11. Data Cleaning & OpenRefine#

1. OpenRefine - Overview#

  • Free, open-source tool for interactive data cleaning and reconciliation
  • Runs locally in browser (not cloud-based)
  • Works like a spreadsheet but far more powerful for messy data
  • ❌ NOT for model training
  • ❌ NOT for visual dashboarding
  • ❌ NOT for source control

2. Text Clustering - Overview#

  • Automatically groups similar text values so you can merge them
  • Solves inconsistent naming problem:
"Microsoft Corp"
"MICROSOFT CORPORATION"
"microsoft"
"MSFT"
→ All same entity → cluster and merge into one

3. Clustering Algorithms#

Fingerprinting (default):#

  • Normalizes text → lowercase, remove punctuation, sort words, remove duplicates
  • Best for: simple variations in spacing/case
  • Example: “John Smith” and “smith john” → same fingerprint

N-gram Fingerprint:#

  • Uses character n-grams for comparison
  • Best for: slight spelling differences, abbreviations
  • Example: “Microsoft” and “Microsoft” (typo)

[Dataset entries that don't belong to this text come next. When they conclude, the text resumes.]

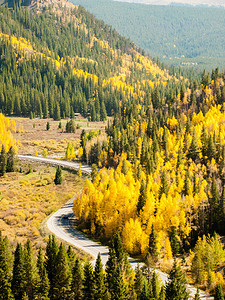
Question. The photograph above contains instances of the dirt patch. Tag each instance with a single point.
(27, 199)
(34, 138)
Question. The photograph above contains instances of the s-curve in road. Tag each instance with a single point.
(59, 224)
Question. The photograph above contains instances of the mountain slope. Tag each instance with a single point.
(57, 59)
(188, 36)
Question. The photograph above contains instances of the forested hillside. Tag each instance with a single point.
(177, 35)
(173, 154)
(55, 62)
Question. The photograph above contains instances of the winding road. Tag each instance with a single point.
(59, 224)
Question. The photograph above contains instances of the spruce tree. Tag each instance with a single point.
(153, 244)
(142, 196)
(5, 272)
(10, 160)
(56, 115)
(88, 283)
(219, 293)
(175, 246)
(176, 285)
(51, 254)
(19, 274)
(193, 151)
(197, 296)
(155, 284)
(162, 294)
(31, 271)
(44, 284)
(77, 280)
(71, 256)
(144, 292)
(139, 281)
(3, 161)
(164, 185)
(47, 126)
(99, 280)
(186, 184)
(119, 291)
(111, 268)
(63, 276)
(58, 176)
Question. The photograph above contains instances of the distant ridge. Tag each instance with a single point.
(196, 3)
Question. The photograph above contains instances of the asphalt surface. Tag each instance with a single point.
(59, 223)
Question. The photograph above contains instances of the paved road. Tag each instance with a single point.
(60, 225)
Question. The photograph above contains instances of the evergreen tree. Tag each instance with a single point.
(111, 268)
(142, 197)
(119, 291)
(88, 284)
(19, 274)
(71, 256)
(99, 280)
(103, 114)
(164, 185)
(71, 126)
(61, 289)
(77, 280)
(153, 244)
(219, 293)
(211, 151)
(5, 272)
(58, 176)
(175, 246)
(162, 295)
(31, 271)
(176, 285)
(193, 151)
(144, 292)
(197, 296)
(139, 281)
(186, 184)
(214, 206)
(44, 285)
(155, 284)
(117, 245)
(57, 115)
(124, 168)
(3, 161)
(10, 160)
(51, 254)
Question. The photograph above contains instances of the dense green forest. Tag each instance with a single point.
(54, 66)
(57, 273)
(176, 35)
(163, 188)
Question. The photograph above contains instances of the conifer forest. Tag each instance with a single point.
(154, 138)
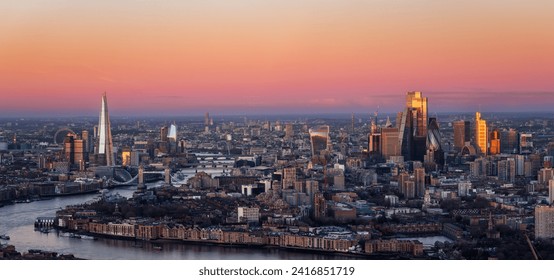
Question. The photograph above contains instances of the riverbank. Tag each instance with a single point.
(8, 252)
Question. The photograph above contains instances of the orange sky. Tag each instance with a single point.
(263, 56)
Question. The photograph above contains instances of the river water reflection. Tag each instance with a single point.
(17, 221)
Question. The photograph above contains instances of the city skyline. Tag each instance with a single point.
(274, 57)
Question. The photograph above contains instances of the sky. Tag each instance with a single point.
(169, 57)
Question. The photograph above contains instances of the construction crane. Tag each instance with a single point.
(532, 248)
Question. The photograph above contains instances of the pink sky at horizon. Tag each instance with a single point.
(275, 56)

Levenshtein (Edit Distance):#

  • Counts minimum edits (insert/delete/replace) to transform one string to another
  • Best for: typos, minor errors

PPM:#

  • Compression-based similarity

  • Best for: complex variations

  • ✅ Fingerprinting + n-gram = most effective for company name standardization (exam answer)

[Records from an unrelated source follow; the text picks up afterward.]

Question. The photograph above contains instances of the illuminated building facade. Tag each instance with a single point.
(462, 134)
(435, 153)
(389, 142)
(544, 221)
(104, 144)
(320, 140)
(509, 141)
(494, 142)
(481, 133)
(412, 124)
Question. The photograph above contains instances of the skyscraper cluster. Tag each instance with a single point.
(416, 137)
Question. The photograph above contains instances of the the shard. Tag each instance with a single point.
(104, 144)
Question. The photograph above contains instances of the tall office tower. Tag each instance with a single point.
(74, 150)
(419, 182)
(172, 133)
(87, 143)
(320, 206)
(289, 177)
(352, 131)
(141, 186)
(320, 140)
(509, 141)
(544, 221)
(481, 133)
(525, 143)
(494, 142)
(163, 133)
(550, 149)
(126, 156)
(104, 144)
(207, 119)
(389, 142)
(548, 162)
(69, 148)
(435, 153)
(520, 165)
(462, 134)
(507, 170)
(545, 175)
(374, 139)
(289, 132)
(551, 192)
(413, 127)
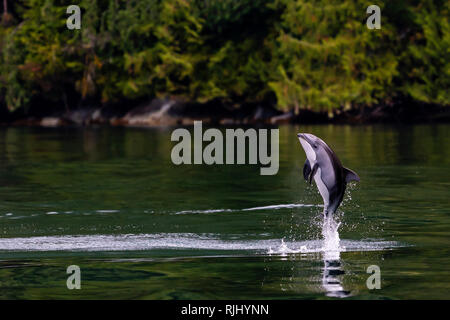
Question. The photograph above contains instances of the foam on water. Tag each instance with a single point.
(271, 207)
(127, 242)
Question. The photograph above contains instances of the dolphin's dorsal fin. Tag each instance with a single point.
(350, 175)
(306, 169)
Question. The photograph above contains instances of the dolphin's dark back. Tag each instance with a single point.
(337, 190)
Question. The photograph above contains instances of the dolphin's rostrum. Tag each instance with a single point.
(324, 166)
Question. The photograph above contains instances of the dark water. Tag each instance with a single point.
(110, 201)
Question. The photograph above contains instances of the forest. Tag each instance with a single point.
(315, 55)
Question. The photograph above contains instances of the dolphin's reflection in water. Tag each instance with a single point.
(332, 274)
(333, 270)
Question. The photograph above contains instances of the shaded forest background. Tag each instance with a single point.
(302, 54)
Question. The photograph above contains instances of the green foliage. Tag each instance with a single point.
(313, 54)
(429, 55)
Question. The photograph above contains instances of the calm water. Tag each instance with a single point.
(110, 201)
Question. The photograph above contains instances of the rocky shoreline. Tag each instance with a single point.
(173, 112)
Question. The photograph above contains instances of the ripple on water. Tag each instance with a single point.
(135, 242)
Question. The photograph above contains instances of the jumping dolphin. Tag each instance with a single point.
(330, 176)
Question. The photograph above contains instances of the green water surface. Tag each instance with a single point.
(139, 227)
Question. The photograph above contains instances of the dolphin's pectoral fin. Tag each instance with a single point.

  • ❌ Simple find and replace → misses variations

  • ❌ Regular expression only → misses fuzzy matches

  • ❌ Manual standardization → not scalable


4. GREL - Transformation Language#

What is GREL?#

  • General Refine Expression Language
  • Used to transform cell values programmatically in OpenRefine

Exam-Relevant Functions:#

value.toLowercase()     → "APPLE INC" → "apple inc"
value.toUppercase()     → "apple" → "APPLE"
value.toTitlecase()     → "apple inc" → "Apple Inc"
value.trim()            → removes leading/trailing spaces
value.replace("a","b")  → replace substring
value.split(",")[0]     → split and get first part

Chaining (exam-relevant):#

value.toLowercase().toTitlecase()   ✅ standardize to title case
  • value.toLowercase() then value.toTitlecase() - exam answer (TDS_(1) Q33)
  • ❌ Manually retyping each company name → not scalable
  • ❌ Delete column and recreate → loses data
  • ❌ Export to Excel and use find-replace → not reproducible

5. Faceting - Grouping & Aggregating#

What is Faceting?#

  • Groups rows by value for exploration and bulk editing
  • Shows distribution of values in a column

Types of Facets:#

TypeUse
Text facetGroup by text value
Numeric facetFilter by number range
Timeline facetFilter by date range
Custom facetUse GREL expression

Workflow for Duplicate Aggregation:#

1. Standardize names (toLowercase → toTitlecase)
2. Apply Text Facet on company name column
3. See all grouped values and counts
4. Merge similar values manually or via clustering
5. Use facet to group → aggregate/sum revenue values
  • ✅ Use faceting to group then aggregate/sum values - exam answer (TDS_(1) Q34)
  • ❌ Delete all duplicates → loses revenue data
  • ❌ Leave duplicates → incorrect totals
  • ❌ Manually total using calculator → not scalable

6. Operations as JSON - Reproducibility#

What are Operations?#

  • Every cleaning step recorded as an operation
  • Can be exported as JSON
  • Can be replayed on similar datasets

Workflow:#

1. Clean dataset A in OpenRefine
2. Export operations as JSON
3. Open dataset B in OpenRefine
4. Apply (replay) saved JSON operations
5. Dataset B cleaned with same steps ✅
  • ✅ Export operations as JSON → replay on similar datasets (exam answer)
  • ❌ Automatically cleans new data without user action → false
  • ❌ Makes software faster → false
  • ❌ Deletes original data → false

7. Data Quality Issues - Types#

IssueDescriptionExample
Inconsistent namingSame entity spelled differently ✅“Apple”, “Apple Inc.”, “APPLE”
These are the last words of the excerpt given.